How smooth? The smooth model fits the data to within about 2%. It's quantitative evidence J. W. Mason's incredulity was completely unfounded. If we look at these residuals (that are less than 2%), there is a noticeable correlated deviation right during the NY minimum wage increases:
However, this correlated deviation is mirrored in the PA data which means that PA and NY saw the same deviation from smooth growth. There's no meaningful difference between the two that's correlated with the NY minimum wage increases: both saw the same correlated deviation, but more importantly both saw basically wages grow as expected with the deviation from trend growth being less than about 2%. If you forecast in 2010 that average wages would be 10 dollars per hour in 2016, they'd be 10 dollars ± 20 cents.
It's important to emphasize the part about the lack of differences correlated with the minimum wage hikes — over the entire period, wage growth is not just higher but it increases faster on the NY side. But that's a difference between the NY and PA sides of the border that's persistent through the period 2010-2019.

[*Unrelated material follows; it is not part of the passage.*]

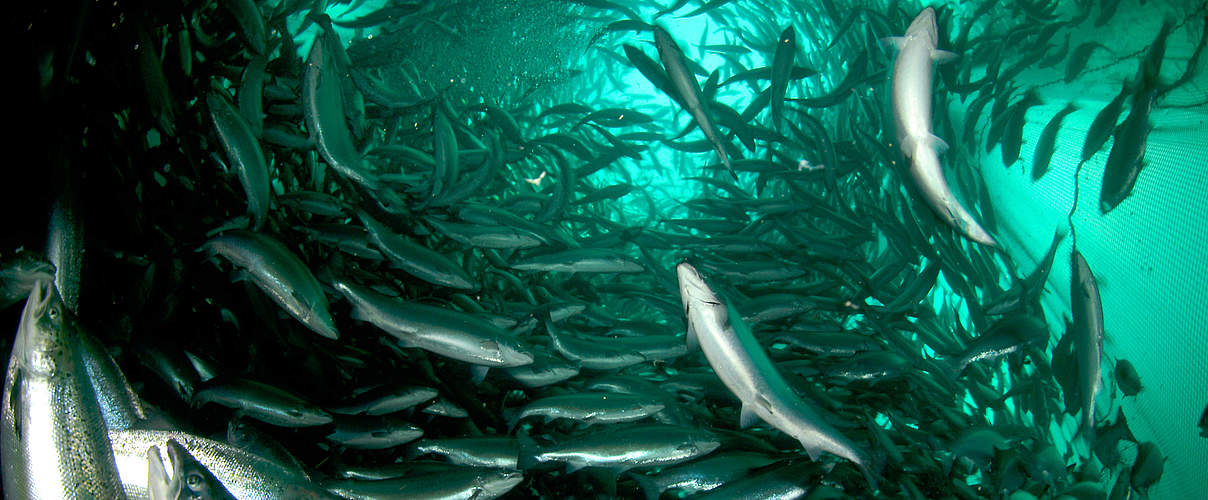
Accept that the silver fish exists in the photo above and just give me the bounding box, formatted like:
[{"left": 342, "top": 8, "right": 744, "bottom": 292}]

Does this mean minimum wages are bad? No! In fact, since wages are largely a good proxy for economic output, it means that this shows minimum wages likely have no effect on economic growth. Unlike the naysayers who say minimum wage hikes slow growth or cause unemployment, this aggregate data shows they have no real effect.
Wait, no effect? How can that be good?
Because it's no effect at the aggregate level. At the individual level, earning more money for an hour of minimum wage work is a great benefit since one earns the money faster while allocating a given amount of one's limited time to work. If you don't see any aggregate effects, it basically means minimum wage workers effectively have more free time since they're ostensibly producing the same output for the same total compensation (which they arrive at faster because of the higher wage) — otherwise, there'd be aggregate effects!
If your car gets a boost and now travels 100 mph instead of 70 mph, but you still get from Seattle to Portland in three hours, you must have had spent more time stopped at a rest stop or eating at a restaurant — increased leisure time.
Of course, this is assuming the data is measured properly and these conclusions are correct about no aggregate effects — some studies see net gains from minimum wage increases (i.e. we get from Seattle to Portland in two and a half hours).